Importer Manual / Version 2010
Table Of Contents
If transformations with regular expressions or XSLT are not sufficient, you can develop your
own transformer in Java based on the Importer API. In this section you can find out more
about formatting such transformers. The Importer API is closely related to the Java API for
XML processing (JAXP), especially with the javax.xml.transform
hierarchy. In
some places, however, JAXP is not powerful enough, or too XSLT-specific for the requirements
of CoreMedia, so that CoreMedia had to define some extensions.
In accordance with both JAXP and the document generator, transformers are not specified
directly, but rather indirectly via factories. Since the
javax.xml.transform.TransformerFactory
is very XSL-specific, the Importer API
defines a more general factory, the
GeneralTransformerFactory.
Like the document generator, the transformer factories are instantiated with
java.beans.Beans.instantiate
and can be configured with properties in the sense
of java.beans.BeanInfo
. In the configuration file, such a property is entered
with the prefix of the importer (with number), the keyword property
and the
actual name of the property. For example, the
XsltTransformerFactory
introduced above is passed to the style sheet via such a property.
import.transformer.10.class=XsltTransformerFactory import.transformer.10.name=My Stylesheet import.transformer.10.property.stylesheet=path/to/stylesheet.xsl
Example 4.17. Bean Property
The
GeneralTransformerFactory
interface consists of two methods, getTransformer
and getFeature
.
The method getFeature
is used in the sense of JAXP to find out whether the
transformers created by this factory support certain source and result formats.

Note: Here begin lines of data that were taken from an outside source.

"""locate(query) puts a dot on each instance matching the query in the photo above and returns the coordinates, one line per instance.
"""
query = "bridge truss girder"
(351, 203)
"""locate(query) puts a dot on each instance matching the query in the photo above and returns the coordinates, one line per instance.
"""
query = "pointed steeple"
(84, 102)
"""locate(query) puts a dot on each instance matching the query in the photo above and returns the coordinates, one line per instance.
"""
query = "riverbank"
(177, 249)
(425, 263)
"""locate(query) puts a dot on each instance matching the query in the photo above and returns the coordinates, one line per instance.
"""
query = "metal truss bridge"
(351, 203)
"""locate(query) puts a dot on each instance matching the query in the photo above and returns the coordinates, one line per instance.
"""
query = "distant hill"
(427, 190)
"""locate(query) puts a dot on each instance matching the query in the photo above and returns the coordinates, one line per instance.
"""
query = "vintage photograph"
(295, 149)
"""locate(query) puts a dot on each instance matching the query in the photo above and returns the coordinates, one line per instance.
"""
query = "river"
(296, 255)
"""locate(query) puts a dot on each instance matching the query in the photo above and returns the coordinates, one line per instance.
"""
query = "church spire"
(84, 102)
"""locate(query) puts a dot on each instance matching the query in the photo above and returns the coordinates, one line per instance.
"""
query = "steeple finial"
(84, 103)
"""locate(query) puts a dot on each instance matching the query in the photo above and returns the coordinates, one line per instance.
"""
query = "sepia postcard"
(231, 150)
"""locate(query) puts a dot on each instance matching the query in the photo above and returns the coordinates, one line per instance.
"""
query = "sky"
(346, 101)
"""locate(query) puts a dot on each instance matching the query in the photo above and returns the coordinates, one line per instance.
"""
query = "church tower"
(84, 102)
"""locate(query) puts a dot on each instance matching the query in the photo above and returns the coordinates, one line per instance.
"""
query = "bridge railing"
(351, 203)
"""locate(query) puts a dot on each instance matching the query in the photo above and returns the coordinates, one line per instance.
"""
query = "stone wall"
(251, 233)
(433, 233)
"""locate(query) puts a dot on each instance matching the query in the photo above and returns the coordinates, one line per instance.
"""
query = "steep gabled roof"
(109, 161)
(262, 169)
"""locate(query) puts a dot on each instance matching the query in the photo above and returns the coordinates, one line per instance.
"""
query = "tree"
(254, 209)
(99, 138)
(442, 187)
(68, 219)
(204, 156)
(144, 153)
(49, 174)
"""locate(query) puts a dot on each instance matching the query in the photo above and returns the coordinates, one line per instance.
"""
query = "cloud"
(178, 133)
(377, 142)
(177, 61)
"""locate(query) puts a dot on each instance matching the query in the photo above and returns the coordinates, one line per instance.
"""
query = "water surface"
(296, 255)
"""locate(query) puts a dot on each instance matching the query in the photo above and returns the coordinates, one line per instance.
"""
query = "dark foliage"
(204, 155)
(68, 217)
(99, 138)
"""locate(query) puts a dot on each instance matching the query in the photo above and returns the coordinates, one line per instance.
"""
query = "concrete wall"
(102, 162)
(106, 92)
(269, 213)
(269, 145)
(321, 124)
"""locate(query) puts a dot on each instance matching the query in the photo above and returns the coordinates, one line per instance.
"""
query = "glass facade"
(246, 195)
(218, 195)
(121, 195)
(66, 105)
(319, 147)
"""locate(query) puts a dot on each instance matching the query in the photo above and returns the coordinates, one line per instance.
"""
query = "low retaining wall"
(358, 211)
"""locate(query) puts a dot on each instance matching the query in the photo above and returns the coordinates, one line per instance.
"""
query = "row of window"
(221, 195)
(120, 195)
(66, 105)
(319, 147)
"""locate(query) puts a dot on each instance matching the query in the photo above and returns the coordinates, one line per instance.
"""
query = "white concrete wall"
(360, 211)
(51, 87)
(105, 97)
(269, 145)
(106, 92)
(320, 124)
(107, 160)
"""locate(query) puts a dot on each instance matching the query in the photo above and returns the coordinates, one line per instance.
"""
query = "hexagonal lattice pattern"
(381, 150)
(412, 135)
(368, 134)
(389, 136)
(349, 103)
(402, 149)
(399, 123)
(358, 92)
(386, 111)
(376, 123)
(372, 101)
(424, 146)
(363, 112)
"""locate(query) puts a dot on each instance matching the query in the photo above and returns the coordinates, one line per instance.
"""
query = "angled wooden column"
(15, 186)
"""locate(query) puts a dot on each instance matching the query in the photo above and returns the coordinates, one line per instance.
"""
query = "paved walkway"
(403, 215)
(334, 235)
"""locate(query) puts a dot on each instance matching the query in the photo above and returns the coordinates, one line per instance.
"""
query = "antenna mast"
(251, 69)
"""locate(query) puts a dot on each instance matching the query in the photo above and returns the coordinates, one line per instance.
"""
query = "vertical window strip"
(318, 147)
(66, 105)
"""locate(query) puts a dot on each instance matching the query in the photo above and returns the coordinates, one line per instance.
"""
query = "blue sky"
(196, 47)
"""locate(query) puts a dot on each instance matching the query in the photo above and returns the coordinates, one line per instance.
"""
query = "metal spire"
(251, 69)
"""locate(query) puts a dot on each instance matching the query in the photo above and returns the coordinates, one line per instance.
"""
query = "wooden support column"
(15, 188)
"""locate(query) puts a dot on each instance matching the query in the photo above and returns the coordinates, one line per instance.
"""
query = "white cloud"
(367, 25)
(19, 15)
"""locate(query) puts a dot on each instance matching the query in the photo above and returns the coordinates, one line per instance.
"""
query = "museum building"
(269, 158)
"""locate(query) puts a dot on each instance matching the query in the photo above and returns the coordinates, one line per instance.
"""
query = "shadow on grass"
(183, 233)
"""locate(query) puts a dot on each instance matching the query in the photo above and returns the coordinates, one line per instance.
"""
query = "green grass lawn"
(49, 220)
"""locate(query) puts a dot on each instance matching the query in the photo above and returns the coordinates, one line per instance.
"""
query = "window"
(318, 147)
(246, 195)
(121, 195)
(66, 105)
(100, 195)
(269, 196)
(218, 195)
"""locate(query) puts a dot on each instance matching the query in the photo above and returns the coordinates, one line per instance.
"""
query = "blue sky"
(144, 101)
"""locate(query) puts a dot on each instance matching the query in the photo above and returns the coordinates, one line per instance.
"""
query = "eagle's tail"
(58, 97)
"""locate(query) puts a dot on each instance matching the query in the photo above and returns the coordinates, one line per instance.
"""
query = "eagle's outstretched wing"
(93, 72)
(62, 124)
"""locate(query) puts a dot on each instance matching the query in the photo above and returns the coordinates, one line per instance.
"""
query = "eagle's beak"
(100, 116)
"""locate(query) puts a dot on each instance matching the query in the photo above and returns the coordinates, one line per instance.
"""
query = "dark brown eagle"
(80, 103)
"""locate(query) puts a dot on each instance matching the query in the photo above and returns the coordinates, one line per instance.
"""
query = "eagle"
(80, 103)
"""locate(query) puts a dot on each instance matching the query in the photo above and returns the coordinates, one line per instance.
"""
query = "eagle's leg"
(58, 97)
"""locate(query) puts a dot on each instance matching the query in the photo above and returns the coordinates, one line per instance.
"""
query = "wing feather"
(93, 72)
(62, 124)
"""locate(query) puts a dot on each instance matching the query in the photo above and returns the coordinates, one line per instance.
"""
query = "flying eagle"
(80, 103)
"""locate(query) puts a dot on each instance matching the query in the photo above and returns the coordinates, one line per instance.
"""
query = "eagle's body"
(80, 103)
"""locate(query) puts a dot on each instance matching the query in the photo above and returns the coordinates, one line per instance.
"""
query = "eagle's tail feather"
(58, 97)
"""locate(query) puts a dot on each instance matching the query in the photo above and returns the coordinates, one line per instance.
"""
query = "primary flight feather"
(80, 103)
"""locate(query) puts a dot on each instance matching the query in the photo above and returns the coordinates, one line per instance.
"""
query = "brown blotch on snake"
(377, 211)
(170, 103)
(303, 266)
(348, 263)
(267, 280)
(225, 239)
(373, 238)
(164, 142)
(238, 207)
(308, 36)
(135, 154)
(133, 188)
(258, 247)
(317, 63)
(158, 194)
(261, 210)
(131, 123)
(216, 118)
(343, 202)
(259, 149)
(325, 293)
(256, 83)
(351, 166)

For example,
if your factory returns "true" for the call
factory.getFeature(DOMSource.FEATURE) factory.getFeature(StreamSource.FEATURE)
Example 4.18. getFeature
this means that the transformers created with factory.getTransformer(name)
accept both a StreamSource
and a DOMSource
as input documents. Therefore, if your
transformer does not contain an XML parser, but is confined to input documents in DOM
format, the factory should return "false" for getFeature(StreamSource.FEATURE)
.
On the other hand, if the transformer processes non-XML documents, the factory must return
"false" for getFeature(DOMSource.FEATURE)
, because otherwise the importer tries
to parse the supposed XML document, naturally leading to an error.
This is also true for DOMResult.FEATURE
and StreamResult.FEATURE
.
If your transformer works internally with a DOM tree, it should return it as such, and not
as Stream. If the next transformer in the chain expects a DOM tree as input, this saves a
new parsing of the document.
In this version, SAX is supported neither on the source nor on the result side.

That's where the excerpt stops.